Bitimsiz yenilgilerin sancıları
Saplanır yetim avuçlarımıza
Kimin girdaplı rüyasında boğulduk
Kimin adağıydık,kurban verildik
Tanırsın bizi
Gözlerine konaklayan yağmurlardan…
Say ki,hiç yoktuk
Bu güneş çürüyen yanlarımızla besleniyor
Bakma yürüdüğümüze
Dünümüzden topladığımız ölümlerdir
Bu takvim yaprağında saklı
Her birimizin isimsiz mezarı
Bıkmadı bizi öldürüp, öldürüp diriltmekten
Belki bu yüzden
Deli karanlık bakışlarımız
Belki bu yüzden gülümsemelerimiz
Gülmeyi unuttuk,mutluluğu ararken
Korkma! hıçkırıklarımızdan
Kaç asırdır miras gırtlağımıza
Bu yüzden şarkılar unuttu bizi…
Suskunluğun ipliğiyle dikili isteklerimizin dili
Sen yalnızlığını da bırak yüreklerimize
Topluca kıydık yıldızlarımıza
Yalnızlığımızın anaforuna ekleriz yalnızlığını
Daha da çoğalır aktörlerimiz
Kendi sahnemizde oynanan
Hep aynı tragedya da
Paramparça dağılan rolleriz…
Elleme!
Kurtlanmış yaralarımızı
Doktoru olmayan hasta gibi
Açık ameliyatla kapattık acılarımızı
Öylece masa da kaldı umutlarımız
Narkoz sonrası sendeliğinde düşlerimiz
Bir yerlerdeydi çocukluğumuz
Öyle yabancı
Öyle uzak anılarımızın
Geçmişimiz kekeliyor,sessiz
Acaba yaşadıklarımızla var olmamış mıydık?
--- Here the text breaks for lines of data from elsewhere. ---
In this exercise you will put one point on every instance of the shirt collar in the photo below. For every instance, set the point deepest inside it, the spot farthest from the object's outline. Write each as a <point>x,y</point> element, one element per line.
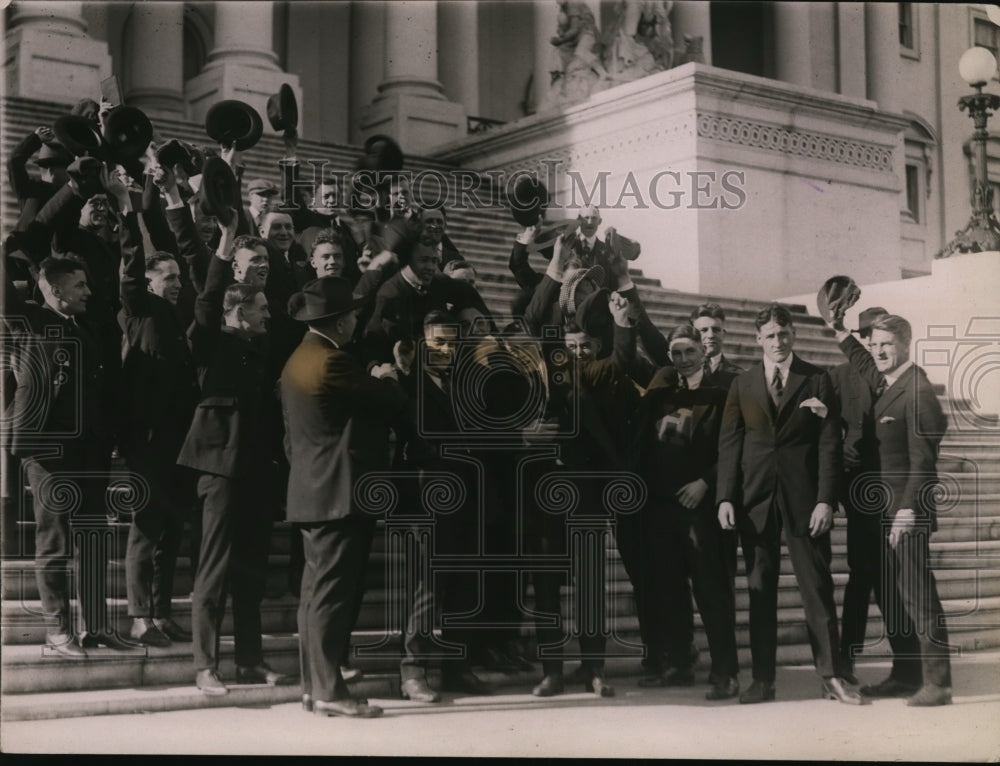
<point>412,282</point>
<point>694,380</point>
<point>897,373</point>
<point>785,366</point>
<point>322,335</point>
Bu akrep,bu yelkovan yalan mı söylemişti
Yüzyıllardan bu yana
Tek gerçeğimiz hayalimiz miydi?...
Dur! Gitme
Korkularına sardığın gölgemizden de olacaksın
Ve omuzların bırakacak kendini
Taşıyamadığımız yükün kucağına
Korkarız işte o an!
Dar bir alana sıkışacak sahnen
Rolün kaçacak kimliğinden
Seni sevinerek kovacak kelimeler
Aynalar göstermeyecek suretini
Yokluğumuz ayaklarına dolanacak
kaybolursun,biz olmazsak…
biz, adak kurbanları
olmalıyız esir olduğun anın
her bir karesinde
yoksa yaşam ağlarına takılan balıkların
ölü bir su yolu bulurlar boğulmak için
umutların,ellerinin kentini
üstünde kefenlen terk eder
en iyisi mi bırak sağırlığı
cinnetimizin kahkahalarını dinle
ne kadar uğraşsan da
nafile,
başka başka resimlerde
yansıyacağız gözlerine…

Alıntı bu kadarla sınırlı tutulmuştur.